Hey guys, I was just wondering what type of mac's you guys have whether macbook, macbook pro, or something else. General specs, like high end or low end 13" macbook pro. And if it suits your needs or if you need more (This would be everyday use, nothing insane). Hope this makes sense and thanks ahead of time, Alex
High-end 13" MacBook Pro... which is suppose to last me through college... and I'm just now gonna start sophomore year... Apple, amaze me.
White plastic MacBook from late 2006. Still going fine, though I have upgraded the RAM and replaced two failed hard drives. Running the most recent Leopard. I need to squeeze two more years out of this baby.
Brand-new 24" iMac delivered last week Thursday! Gorgeous machine and damn fast. 2.66Ghz CPU, 4GB RAM, 1TB HDD (Basically cheapest 24" iMac with upgraded hard disk). Currently using it for basic net surfing, and iChat to family members, but once I've settled down more, will use it for ripping more DVDs and hosting music and movies. When our baby is born, will be taking loads of photos and movie clips of the baby and distributing online to friends and family. And if I have endless amounts of time, maybe even try to write afew useful apps for my iPhone! Had a G4 1.25Ghz Mac Mini back in 2004 that did a very decent job of aging well. The only problem was disk space that was maxed to 160GB because larger 2.5" HDDs changed to SATA interface, incompatible with PATA in the MM. And even though I had firewire external drives attached, it all looks really messy with wires for LCD, firewire, power, iPhone dock, etc. Oh, and the single slot for 1GB ram max was a bottleneck too.
Macbook Pro, first one with the Intel chips. Has aged wonderfully so far, aside from the fact that my dog bent the screen a bit :O
Intel 2.4 Ghz alum 13" MacBook. Got ripped since do movie prod, Apple took out firewire. Steve Jobs responded to emails posted on Appleinsider that all consumer camcorders use USB, so thats the future... a bunch of BS for me and my needs. Now 6 months later, the 13"ers have what? Firewire 800. Go figure.
2.5GHz G5 Power Mac, with a 2006 Mac mini for iPhone dev, running in a VLC window from my G5. After almost 5 years the G5 is finally starting to feel a little limited in a few areas, so I'll get a Mac Pro the next time they refresh that. --Eric
Thanks for the replies guys. But, I guess what I was asking in so many words, was if you guys think I would be alright with the low-end macbook pro as long as I don't do anything crazy? And I suspect I will never get into it, but would the low-end macbook pro be enough for app design?

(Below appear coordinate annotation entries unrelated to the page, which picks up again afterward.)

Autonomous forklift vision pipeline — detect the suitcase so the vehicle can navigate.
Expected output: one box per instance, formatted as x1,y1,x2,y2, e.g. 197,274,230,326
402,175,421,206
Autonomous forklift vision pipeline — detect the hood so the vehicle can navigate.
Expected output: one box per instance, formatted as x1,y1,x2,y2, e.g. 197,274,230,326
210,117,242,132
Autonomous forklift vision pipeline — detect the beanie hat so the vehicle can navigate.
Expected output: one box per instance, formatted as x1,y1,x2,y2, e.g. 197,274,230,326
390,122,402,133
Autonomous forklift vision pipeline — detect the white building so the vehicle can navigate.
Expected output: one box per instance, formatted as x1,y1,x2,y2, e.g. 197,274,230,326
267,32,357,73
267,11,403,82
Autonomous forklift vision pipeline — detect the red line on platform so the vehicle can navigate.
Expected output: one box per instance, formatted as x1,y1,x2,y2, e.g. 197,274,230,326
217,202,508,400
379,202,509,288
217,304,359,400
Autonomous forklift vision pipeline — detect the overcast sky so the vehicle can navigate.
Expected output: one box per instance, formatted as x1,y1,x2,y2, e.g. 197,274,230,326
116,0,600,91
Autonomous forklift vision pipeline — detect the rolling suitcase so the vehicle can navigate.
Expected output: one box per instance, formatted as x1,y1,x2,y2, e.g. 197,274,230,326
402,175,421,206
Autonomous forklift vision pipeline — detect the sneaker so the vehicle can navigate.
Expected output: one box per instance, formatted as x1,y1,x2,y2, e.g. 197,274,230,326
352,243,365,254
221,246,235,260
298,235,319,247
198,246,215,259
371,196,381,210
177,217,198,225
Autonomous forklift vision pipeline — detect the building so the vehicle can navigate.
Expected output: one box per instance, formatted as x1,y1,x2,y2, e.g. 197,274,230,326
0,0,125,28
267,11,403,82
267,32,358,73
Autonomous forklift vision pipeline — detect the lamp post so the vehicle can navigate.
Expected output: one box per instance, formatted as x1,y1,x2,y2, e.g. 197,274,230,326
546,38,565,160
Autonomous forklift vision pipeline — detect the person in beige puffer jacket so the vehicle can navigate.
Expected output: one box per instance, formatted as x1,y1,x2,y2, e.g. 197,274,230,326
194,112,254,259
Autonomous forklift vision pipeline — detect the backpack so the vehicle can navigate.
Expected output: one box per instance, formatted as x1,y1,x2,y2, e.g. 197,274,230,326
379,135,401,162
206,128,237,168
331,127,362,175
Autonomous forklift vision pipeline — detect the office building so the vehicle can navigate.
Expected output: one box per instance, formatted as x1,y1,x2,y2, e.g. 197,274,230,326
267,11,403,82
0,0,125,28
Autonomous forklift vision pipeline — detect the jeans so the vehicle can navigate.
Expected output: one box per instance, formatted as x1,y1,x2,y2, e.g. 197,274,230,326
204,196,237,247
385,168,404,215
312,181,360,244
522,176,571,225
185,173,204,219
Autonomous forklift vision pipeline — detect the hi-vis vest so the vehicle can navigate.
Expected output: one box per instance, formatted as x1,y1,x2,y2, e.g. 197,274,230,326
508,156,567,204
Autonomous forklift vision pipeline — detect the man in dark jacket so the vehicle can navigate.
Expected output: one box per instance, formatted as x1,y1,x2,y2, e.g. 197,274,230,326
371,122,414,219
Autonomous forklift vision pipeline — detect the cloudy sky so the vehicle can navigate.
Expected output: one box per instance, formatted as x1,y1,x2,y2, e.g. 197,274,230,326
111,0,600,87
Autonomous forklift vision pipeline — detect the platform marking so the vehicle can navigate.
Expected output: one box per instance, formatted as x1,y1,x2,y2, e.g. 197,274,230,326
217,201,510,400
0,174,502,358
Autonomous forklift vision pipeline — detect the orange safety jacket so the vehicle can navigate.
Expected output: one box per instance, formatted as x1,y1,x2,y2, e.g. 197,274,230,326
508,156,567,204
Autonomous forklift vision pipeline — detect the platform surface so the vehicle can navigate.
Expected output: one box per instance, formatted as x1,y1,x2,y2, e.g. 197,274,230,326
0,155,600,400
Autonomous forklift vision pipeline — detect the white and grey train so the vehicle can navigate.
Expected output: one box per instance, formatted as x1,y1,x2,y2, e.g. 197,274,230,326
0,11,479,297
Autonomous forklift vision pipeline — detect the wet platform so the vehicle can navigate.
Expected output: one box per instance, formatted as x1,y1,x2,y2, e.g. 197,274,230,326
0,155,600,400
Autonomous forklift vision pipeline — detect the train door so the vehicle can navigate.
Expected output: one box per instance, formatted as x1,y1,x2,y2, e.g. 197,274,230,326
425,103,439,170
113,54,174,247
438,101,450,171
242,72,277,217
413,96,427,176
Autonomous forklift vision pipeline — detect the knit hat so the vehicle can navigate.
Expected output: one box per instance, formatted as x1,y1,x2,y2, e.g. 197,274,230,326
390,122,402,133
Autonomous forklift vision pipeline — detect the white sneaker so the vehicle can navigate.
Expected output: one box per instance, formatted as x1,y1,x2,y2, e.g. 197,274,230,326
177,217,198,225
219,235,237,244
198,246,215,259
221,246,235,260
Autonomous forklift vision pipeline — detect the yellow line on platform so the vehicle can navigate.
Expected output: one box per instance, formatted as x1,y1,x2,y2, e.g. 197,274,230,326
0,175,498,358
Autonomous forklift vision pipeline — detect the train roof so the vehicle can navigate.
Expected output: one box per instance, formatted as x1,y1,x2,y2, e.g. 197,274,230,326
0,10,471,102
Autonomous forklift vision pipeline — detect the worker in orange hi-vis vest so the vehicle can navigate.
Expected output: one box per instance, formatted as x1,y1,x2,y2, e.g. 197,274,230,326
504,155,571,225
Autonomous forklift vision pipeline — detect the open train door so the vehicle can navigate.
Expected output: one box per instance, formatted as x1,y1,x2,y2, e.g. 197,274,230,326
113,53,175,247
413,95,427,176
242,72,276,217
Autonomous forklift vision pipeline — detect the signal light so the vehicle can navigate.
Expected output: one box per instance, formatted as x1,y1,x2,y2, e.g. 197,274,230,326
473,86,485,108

Unless you're gonna go crazy with particle effects, detailed 3D animation, complex lighting effects, and loads of music and cut scenes, you should be fine. I mean, plenty of apps have been made with mac-minis.
Thank you! Baby is due early Nov so its getting exciting To answer WorldCup1100's question "would the low-end macbook pro be enough for app design?", yes, it would. In fact, some people have even managed to hack their powerbook G4 and G4 Mac Mini's to run the SDK software, which specifically checks if you have in Intel-cpu requirement. So if even those were good enough to do it, surely a Core Duo would too. Just max out the RAM and buy it online.
Cool thanks for all the answers, and I would assume SDK is pretty heavy stuff, so regular video playing and internet surfing would not challenge it much.
I traded in my gorgeous (and beastly) 24 inch intel iMac for a unibody 15" mbp to take overseas with me and have to say it's doing a pretty good job of handling all my work (and gaming in bootcamp... ahem) needs. Only concern is how hot the thing runs. Right now just web browsing its sitting at 61 degrees c (142f) but can (happily?) crank right up to 87 and above when gaming. No idea if that is safe or not. Apple are pretty good at admitting fault though when hardware fails. My friend had his macbook switched out for the latest model when his logicboard failed for the third time.... and it was outside of warranty too. Oh... and to the guy who's macbook is to last him through school... i would suggest you invest in applecare. It extends your machines warranty to three years and apple take care of those who have it. If anything like a harddrive to the screen fails they replace it right away with no extra charge... and again... if they can't fix it or the model has been superceded then you will just end up with a newer model.